Amazon: We Can Ship Items Before Customers Order 243
An anonymous reader writes "The WSJ is reporting that Amazon has obtained a patent for 'anticipatory shipping,'' and claims it knows its customers so well it can start shipping even before orders are placed. The technique could cut delivery time and discourage consumers from visiting physical stores. In the patent document, Amazon says delays between ordering and receiving purchases 'may dissuade customers from buying items from online merchants.' Of course, Amazon's algorithms might sometimes err, prompting costly returns. To minimize those costs, Amazon said it might consider giving customers discounts, or convert the unwanted delivery into a gift. 'Delivering the package to the given customer as a promotional gift may be used to build goodwill,' the patent said. Considering the problems that can arise when shipping something a customer did not order anticipatory shipping has the potential to backfire faster than an Amazon drone can deliver."
Re:Where, what law? (Score:5, Informative)
People say that, but they never cite anything.
39 U.S.C. Section 3009
Or, an explanation in layman's terms by the USPS. [uspis.gov]
Re:Where, what law? (Score:5, Informative)
Is The FTC [ftc.gov] a credible enough source for you?
Q. Am I obligated to return or pay for merchandise I never ordered?
A. No. If you receive merchandise that you didn’t order, you have a legal right to keep it as a free gift.
Re:Will they also bill me? (Score:5, Informative)
...with a granularity of a single customer.
They don't need granularity to a single customer.
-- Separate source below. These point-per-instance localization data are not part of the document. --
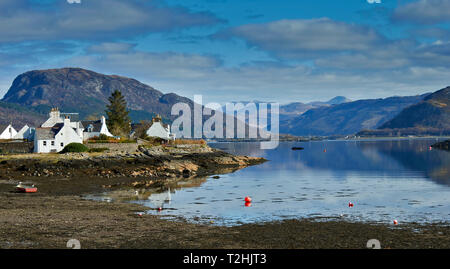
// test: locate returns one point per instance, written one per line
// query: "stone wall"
(16, 147)
(115, 147)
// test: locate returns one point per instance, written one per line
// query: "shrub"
(75, 147)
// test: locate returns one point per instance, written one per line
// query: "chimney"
(54, 113)
(67, 120)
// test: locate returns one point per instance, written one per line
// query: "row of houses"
(61, 129)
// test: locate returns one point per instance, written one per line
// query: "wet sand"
(57, 213)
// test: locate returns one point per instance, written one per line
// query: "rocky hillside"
(87, 92)
(432, 112)
(347, 118)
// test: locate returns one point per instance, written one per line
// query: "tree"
(119, 122)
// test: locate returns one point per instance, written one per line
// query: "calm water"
(385, 180)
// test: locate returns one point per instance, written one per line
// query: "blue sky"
(230, 50)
If Amazon can find 100 people in a city that have a 50% chance of ordering a product, then they can pre-ship 50 to that city's local distribution center. Then when approx. half of them actually place their orders, most of them will get it quickly, even though Amazon didn't know precisely which people would actually order. This will work better with more popular items, where the hits and misses are more likely to even out.
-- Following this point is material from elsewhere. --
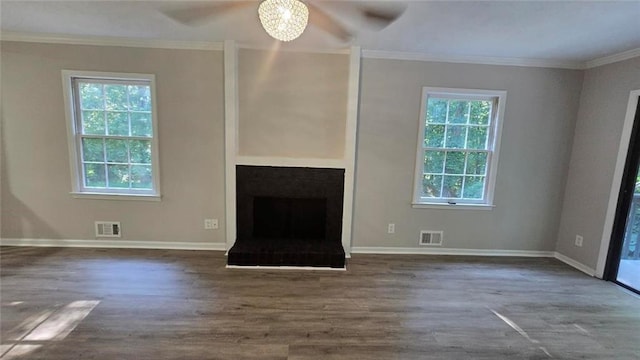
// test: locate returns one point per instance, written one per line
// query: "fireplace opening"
(289, 218)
Re:Will they also bill me? (Score:5, Informative)
It's pretty different from a standard caching operation.
Okay... and your argument for this is...
It's more like a massively parallel distributed caching operation where the act of caching something removes it from the original data source until it is uncached, and where latency is at least a day or two and cost is very high.
So it's the same predictive logic used for caching, except it takes longer, and it has a queue hung on the side. I don't call that "pretty different" from a structural standpoint. "Pretty different" for me would be the difference between a predictive caching algorithm and, say, TCP/IP flow control algorithms, which also try to be predictive, but have very different constraints.
Either way, this is neither an unusual, innovative, or in any way exceptional application of decades-old algorithms and information processing engineering. It should not be patentable, and that was my point... not quibbling over whether it's "slightly" different or "pretty" different... to qualify for a patent, it must be truly groundbreaking, not merely taking existing formulas and process and adapting it.
gift registries would be perfect application (Score:4, Informative)
My wife has about 30 items on her baby registry at Target.com. Target doesn't know which of her friends will buy each item, but they can be pretty sure that most of them will be purchased. It would make sense for Target to go ahead and ship these items to the local store or distribution center and have them sitting by the loading dock.